Logo Bloomberg Technoz

"Daerah [otomatis] terdorong, bahkan terpaksa menaikkan berbagai pungutan di beberapa wilayah. Itu sudah menimbulkan keresahan dan kerawanan sosial," tutur Ahmad.

Di sisi penerimaan, DPD juga menyoroti soal kurang bayar Dana Bagi Hasil (DBH) daerah dalam RAPBN 2027. Ahmad mengatakan, hal itu berpotensi membuat tambahan risiko fiskal bagi daerah. Pagu DBH di RAPBN 2027 dipatok hanya Rp63 triliun, atau turun 62,5% dibanding realisasi 2025 lalu.

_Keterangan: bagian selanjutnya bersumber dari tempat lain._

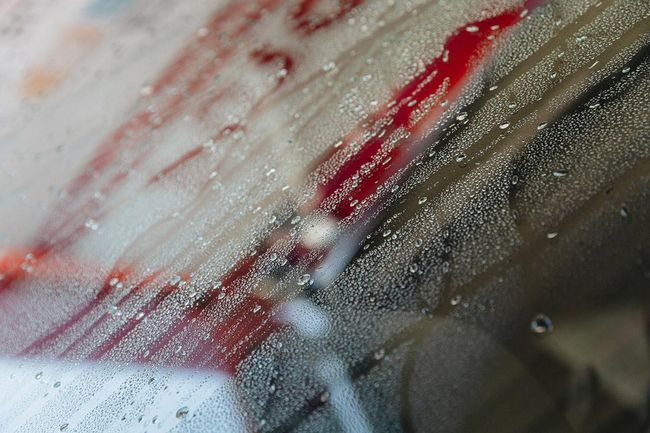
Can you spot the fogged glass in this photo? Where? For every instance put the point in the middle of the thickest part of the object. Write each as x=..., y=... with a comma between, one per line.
x=323, y=216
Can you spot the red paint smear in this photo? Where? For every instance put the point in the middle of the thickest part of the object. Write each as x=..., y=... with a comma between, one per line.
x=242, y=330
x=307, y=21
x=275, y=57
x=464, y=49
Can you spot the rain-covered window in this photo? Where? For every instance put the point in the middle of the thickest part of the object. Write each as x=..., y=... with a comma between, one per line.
x=324, y=216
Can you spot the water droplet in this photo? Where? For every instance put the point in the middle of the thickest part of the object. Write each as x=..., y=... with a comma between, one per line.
x=304, y=279
x=182, y=412
x=324, y=397
x=91, y=224
x=541, y=324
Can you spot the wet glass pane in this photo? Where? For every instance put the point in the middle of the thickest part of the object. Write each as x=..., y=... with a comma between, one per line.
x=324, y=216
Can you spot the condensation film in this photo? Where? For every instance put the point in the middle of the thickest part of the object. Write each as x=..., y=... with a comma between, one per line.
x=325, y=216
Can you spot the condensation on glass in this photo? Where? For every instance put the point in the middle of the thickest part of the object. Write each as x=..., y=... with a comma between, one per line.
x=310, y=216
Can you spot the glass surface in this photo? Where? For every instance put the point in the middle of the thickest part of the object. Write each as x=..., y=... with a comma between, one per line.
x=324, y=216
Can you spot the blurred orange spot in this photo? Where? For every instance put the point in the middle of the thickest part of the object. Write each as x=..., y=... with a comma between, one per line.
x=38, y=81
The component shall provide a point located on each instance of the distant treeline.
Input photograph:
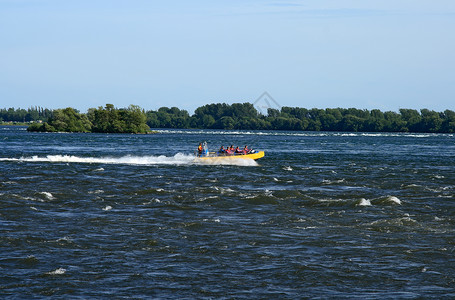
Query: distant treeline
(21, 115)
(243, 116)
(107, 120)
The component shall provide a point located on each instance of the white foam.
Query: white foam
(177, 159)
(394, 199)
(364, 202)
(58, 271)
(47, 195)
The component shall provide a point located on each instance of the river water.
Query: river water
(322, 215)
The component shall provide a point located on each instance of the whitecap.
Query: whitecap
(58, 271)
(394, 200)
(47, 195)
(96, 192)
(364, 202)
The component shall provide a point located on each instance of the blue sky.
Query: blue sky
(342, 53)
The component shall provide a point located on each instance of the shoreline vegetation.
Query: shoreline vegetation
(240, 116)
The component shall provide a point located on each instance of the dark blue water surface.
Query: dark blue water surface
(322, 215)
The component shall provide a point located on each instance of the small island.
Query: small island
(106, 120)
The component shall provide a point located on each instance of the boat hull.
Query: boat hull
(253, 156)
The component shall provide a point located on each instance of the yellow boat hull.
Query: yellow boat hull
(254, 156)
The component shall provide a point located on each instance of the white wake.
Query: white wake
(177, 159)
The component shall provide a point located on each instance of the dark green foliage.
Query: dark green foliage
(112, 120)
(64, 120)
(236, 116)
(108, 120)
(22, 115)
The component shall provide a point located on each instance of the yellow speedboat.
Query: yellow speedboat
(213, 156)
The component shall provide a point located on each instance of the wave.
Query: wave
(177, 159)
(306, 134)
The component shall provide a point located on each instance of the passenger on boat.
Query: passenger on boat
(222, 151)
(245, 150)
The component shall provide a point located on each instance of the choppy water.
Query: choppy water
(322, 215)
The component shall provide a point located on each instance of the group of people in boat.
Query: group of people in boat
(226, 151)
(234, 151)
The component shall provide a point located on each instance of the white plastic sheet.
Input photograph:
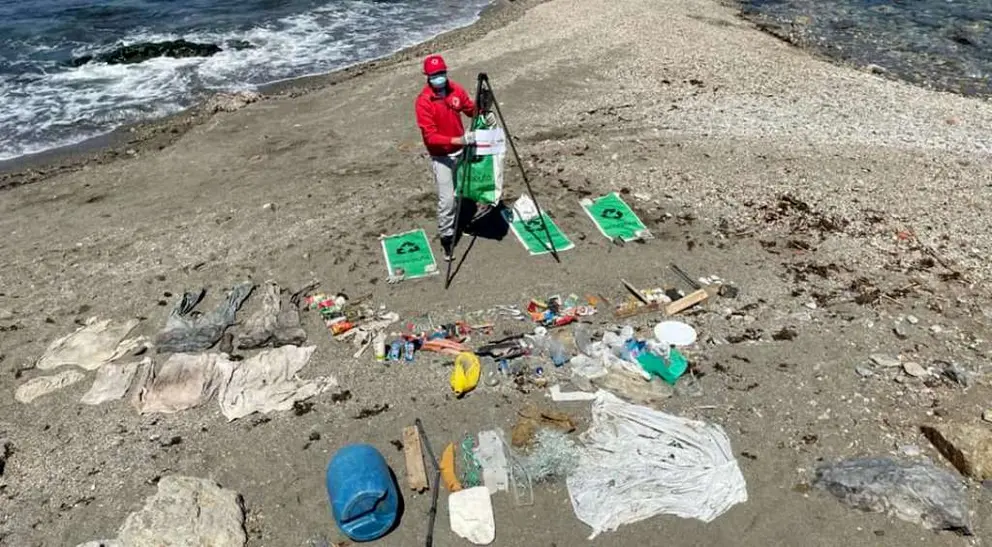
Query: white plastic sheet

Hal ini membuat daerah hanya menerima dana jauh lebih sedikit dan bukan karena dana sumbangan ke pusat berkurang, melainkan ada perbedaan cara pembagian yang mulai berubah.

Dia lantas menyoroti pemerintah pusat telah mematok target PNBP di RAPBN 2027 sekitar Rp283 triliun yang berasal dari sumber daya alam (SDA) di daerah yang meliputi minyak, tambang, hingga perairan yang dampaknya dirasakan oleh warga setempat.

"Banyak perusahaan beroperasi di daerah, tetapi membayar pajaknya di kota besar, tempat kantor pusatnya di sana. Daerah menanggung jalan yang susah dan lingkungan terdampak, tapi pajaknya tercatat ditempat lain," tutur dia.